Multi-Touch for Software Exploration
Sandro Boccuzzo, Harald C. Gall
The design of software systems is often so intricate that no individual can grasp the whole picture. Multi-Touch screen technology combined with 3D software visualization offers a way for software engineers to interact with a software system in an intuitive way. In this paper we present first results on how such emerging technologies can be used to explore software systems.

Towards Developing a Meta-Model for Comprehending Software Adaptability
Mehdi Amoui, Sen Li, Edson A. Oliveira Junior, Ladan Tahvildari
To modernize legacy software into adaptable software, a program understanding procedure is needed to study software for identifying the mechanisms that support adaptability. Though the procedure can benefit from modeling techniques, current software meta-models do not fully support particular aspects of software adaptability. The goal of this research is to develop a meta-model, which facilitate comprehending applications for adaptability by annotating a set of pre-determined adaptability factors in software models. To this end, we investigate application-level sensing and effecting mechanisms, identify the core adaptability factors, and propose a meta-model for adaptability.

Sound as an Aid in Understanding Low-Level Program Architecture
Lewis Berman
A tool and associated sound mapping have been developed for exploring and understanding the static structure of Java programs’ packages, classes, interfaces, and methods. The tool supplements visual use of the Eclipse IDE. A sound mapping provides information regarding the identification of, characteristics of, and relationships among the architectural entities.

SVS, BORS, SVSi: Three Strategies to relate Problem and Program Domains
Mario M. Berón, Maria João V. Pereira, Nuno Oliveira, Daniela da Cruz
Program Comprehension is improved if: i) the Problem and Program Domains can be related, and ii) this relation is shown in a suitable way to the programmer. Currently, there are few strategies for reaching this important goal because it is not easy to: i) Identify meaningful representations of the problem and program domains; and ii) Define a linking procedure. This poster describes three strategies to overcome the difficulties mentioned above. These strategies use static and dynamic information and traditional compilation techniques for relating both domains.
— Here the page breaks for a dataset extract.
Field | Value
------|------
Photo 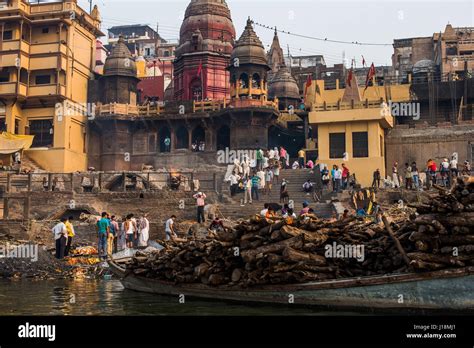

Contract-based Slicing helps on safety Reuse
Sérgio Areias, Daniela da Cruz, Jorge Sousa Pinto
In this poster we describe a work in progress aimed at using a variant of specification-based slicing to improve the reuse of annotated software components, developed under the so-called design-by-contract approach. We have named this variant as contractbased because we use the annotations, more precisely the pre and post-conditions, to slice programs intra and inter-procedures. The idea, expressed in the poster, is to take the precondition of the reused annotated component as slicing criterion, and slice backward the program where the component is called. In that way, we can isolate the statements that have influence on the variables involved on the pre-condition and check if it is preserved by that invocation, or not.